Hemos de ver ahora cómo se introduce, en la perspectiva ética que estamos desarrollando, el concepto de felicidad, sobre el que frecuentemente se concentran las discusiones éticas, a nuestro juicio de un modo no plenamente justificado. Consideremos un significativo texto de Aristóteles: «Puesto que todo conocimiento y toda elección tienden a algún bien, digamos cuál es aquél a que la política aspira y cuál es el supremo entre todos los bienes que pueden realizarse. Casi todo el mundo está de acuerdo en cuanto a su nombre, pues tanto la multitud como los refinados dicen que es la felicidad, y admiten que vivir bien y obrar bien es lo mismo que ser feliz. Pero acerca de qué es la felicidad, dudan y no lo explican del mismo modo el vulgo y los sabios. Pues unos creen que es alguna de las cosas visibles y manifiestas, como el placer o la riqueza o los honores; otros, otra cosa».

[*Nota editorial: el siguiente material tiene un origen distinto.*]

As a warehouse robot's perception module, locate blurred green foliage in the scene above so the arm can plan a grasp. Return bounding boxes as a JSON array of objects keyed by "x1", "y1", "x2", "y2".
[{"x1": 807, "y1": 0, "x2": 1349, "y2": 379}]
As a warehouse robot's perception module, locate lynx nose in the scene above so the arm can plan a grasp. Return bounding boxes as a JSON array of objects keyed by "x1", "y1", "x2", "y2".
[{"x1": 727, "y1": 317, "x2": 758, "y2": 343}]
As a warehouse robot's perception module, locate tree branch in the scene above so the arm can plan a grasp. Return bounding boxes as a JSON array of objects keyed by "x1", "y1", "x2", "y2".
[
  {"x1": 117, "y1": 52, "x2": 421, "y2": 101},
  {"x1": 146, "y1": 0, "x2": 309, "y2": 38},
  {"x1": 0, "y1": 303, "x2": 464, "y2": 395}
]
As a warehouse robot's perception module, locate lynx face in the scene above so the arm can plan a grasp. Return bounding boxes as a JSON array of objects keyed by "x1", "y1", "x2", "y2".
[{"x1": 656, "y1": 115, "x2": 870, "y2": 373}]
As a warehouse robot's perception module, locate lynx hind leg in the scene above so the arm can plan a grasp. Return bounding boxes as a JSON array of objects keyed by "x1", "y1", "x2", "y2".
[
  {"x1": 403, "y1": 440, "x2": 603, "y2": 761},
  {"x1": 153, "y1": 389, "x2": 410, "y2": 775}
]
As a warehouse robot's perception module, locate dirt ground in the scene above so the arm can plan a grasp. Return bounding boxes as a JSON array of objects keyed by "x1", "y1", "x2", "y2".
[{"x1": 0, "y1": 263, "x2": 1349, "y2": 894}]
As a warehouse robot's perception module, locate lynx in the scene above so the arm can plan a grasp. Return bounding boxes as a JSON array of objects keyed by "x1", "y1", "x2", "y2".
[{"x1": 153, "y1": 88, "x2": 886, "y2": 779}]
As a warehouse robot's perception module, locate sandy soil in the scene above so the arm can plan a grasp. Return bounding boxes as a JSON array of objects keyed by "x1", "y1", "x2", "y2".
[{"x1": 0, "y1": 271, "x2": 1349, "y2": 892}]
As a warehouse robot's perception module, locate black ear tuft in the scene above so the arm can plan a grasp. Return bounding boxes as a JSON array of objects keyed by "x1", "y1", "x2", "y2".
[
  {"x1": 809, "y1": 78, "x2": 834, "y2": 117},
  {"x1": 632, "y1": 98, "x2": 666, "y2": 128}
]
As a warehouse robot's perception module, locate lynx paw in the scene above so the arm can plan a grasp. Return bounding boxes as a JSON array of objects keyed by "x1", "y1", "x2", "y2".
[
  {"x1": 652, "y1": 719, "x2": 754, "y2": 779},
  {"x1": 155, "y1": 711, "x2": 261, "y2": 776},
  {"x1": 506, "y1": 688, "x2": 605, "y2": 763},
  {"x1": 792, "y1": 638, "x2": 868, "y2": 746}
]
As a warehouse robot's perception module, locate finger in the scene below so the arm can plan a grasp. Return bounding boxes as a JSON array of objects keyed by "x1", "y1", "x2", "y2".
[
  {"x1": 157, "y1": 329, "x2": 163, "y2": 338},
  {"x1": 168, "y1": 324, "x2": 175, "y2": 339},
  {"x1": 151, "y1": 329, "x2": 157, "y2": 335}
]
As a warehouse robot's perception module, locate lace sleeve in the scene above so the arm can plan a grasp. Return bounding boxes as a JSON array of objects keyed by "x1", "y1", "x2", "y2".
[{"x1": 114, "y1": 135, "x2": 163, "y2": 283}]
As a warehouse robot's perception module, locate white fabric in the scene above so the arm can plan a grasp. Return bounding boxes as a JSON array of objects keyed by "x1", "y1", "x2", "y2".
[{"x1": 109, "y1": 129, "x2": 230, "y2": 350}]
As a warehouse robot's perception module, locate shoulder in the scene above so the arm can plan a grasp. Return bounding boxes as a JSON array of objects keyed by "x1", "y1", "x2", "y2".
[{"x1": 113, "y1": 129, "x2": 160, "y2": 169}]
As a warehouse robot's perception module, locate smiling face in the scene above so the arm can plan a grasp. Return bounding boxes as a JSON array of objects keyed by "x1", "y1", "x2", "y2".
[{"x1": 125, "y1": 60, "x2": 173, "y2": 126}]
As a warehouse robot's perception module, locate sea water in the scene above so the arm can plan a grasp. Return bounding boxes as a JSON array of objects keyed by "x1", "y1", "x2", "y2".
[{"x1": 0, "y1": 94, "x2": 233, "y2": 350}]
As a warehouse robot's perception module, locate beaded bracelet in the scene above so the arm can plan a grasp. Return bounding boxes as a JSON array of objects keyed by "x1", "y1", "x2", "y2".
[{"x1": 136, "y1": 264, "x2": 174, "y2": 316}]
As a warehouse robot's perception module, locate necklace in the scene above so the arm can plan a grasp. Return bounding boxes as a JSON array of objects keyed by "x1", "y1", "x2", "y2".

Aristóteles menciona en primer lugar la perspectiva filosófica desde la que desarrolla su investigación («puesto que todo conocimiento y toda elección tienden a algún bien...»), punto de vista ligado a la teoría de la acción y firmemente establecido con anterioridad. Cuando se pregunta qué o cuál es el bien supremo al que esa perspectiva llega, aparece necesariamente en el escenario el concepto popular, prefilosófico, de felicidad (eudaimonía), presente en todo hombre como término de una aspiración natural, pero extremamente vago: todos piensan en ella cuando se habla del bien supremo (y no podrían no pensar en ella, puesto que es el único bien que todos deseamos en sí mismo y no en vista de otra cosa), pero existe el más completo desacuerdo acerca de su contenido real.
El estado de la cuestión es, pues, el siguiente: por una parte, una perspectiva bien definida nos conduce a la noción filosófica de fin último; y, por otra, esta perspectiva se encuentra, y no podía no encontrarse, con la aspiración natural a la felicidad. El encuentro entre la noción de fin último y la aspiración natural a la felicidad es, a la vez, extremadamente importante y extremadamente problemático para la Ética. Veamos por qué.
La aspiración a la felicidad es la expresión psicológica y fenomenológica de la estructura finalista natural del obrar humano, cuya elaboración filosófica nos ha conducido a la noción de fin último. La felicidad es el modo en que nos aparece el término último que corresponde por naturaleza, y no en virtud de una decisión libre, a la intencionalidad básica y fundamental del aspirar racional. Es el horizonte natural de la voluntad, al que queda necesariamente referido todo lo que queremos y decidimos. Al desear algo, al dar un determinado rumbo a nuestra vida, estamos necesariamente proyectando y dando un contenido concreto a nuestra felicidad. La elegimos en todo lo que concretamente elegimos (nunca elegiríamos algo porque destruye o hace imposible la vida feliz), con relación a ella se hacen conmensurables los otros bienes, pero ella no puede ser elegida en vista de un bien ulterior. Se puede decir entonces que «hay una posibilidad —una sola posibilidad— frente a la que no somos libres, una posibilidad a la que tendemos necesariamente porque, en cuanto posibilidad, está ya siempre incorporada, siempre apropiada. Esta posibilidad que «la voluntad quiere por necesidad, con necesidad de inclinación natural», es la felicidad. Podemos poner la felicidad en esto o en aquello, pero ella misma en cuanto tal (“beatitudo in communi”) está siempre puesta en nosotros» . La aspiración natural a la felicidad es, por tanto, el dato antropológico que sostiene la perspectiva filosófica que estamos desarrollando. De la aspiración a la felicidad no es posible prescindir, porque propiamente no está dentro del ámbito de lo elegible.

Pero en el plano de la elaboración filosófica del dato antropológico, la noción de felicidad es problemática y desde luego no ocupa el primer lugar. Filosóficamente se llega primero a un concepto de fin último o bien perfecto, con unas características formales claras (único, autosuficiente, completo, deseado por sí mismo y nunca en vista de otra cosa), se pasa después a la pregunta por su contenido concreto, y entonces sale al paso la noción común de felicidad como una primera respuesta vaga y oscilante. Esa noción es vaga —ya lo dijimos— porque cada uno la concibe a su manera. Y es oscilante porque, por una parte, nos sale al encuentro inevitablemente en el ámbito de la investigación filosófica sobre el bien perfecto del hombre y sobre la actividad o tipo de vida que lo posee; mientras que, por otra parte, aparece ligada intuitivamente al placer y a la ausencia de dolor. La conexión intuitiva entre la felicidad y el placer debe ser manejada con mucho cuidado por la reflexión filosófica, porque no puede ser ni completamente aceptada ni completamente rechazada.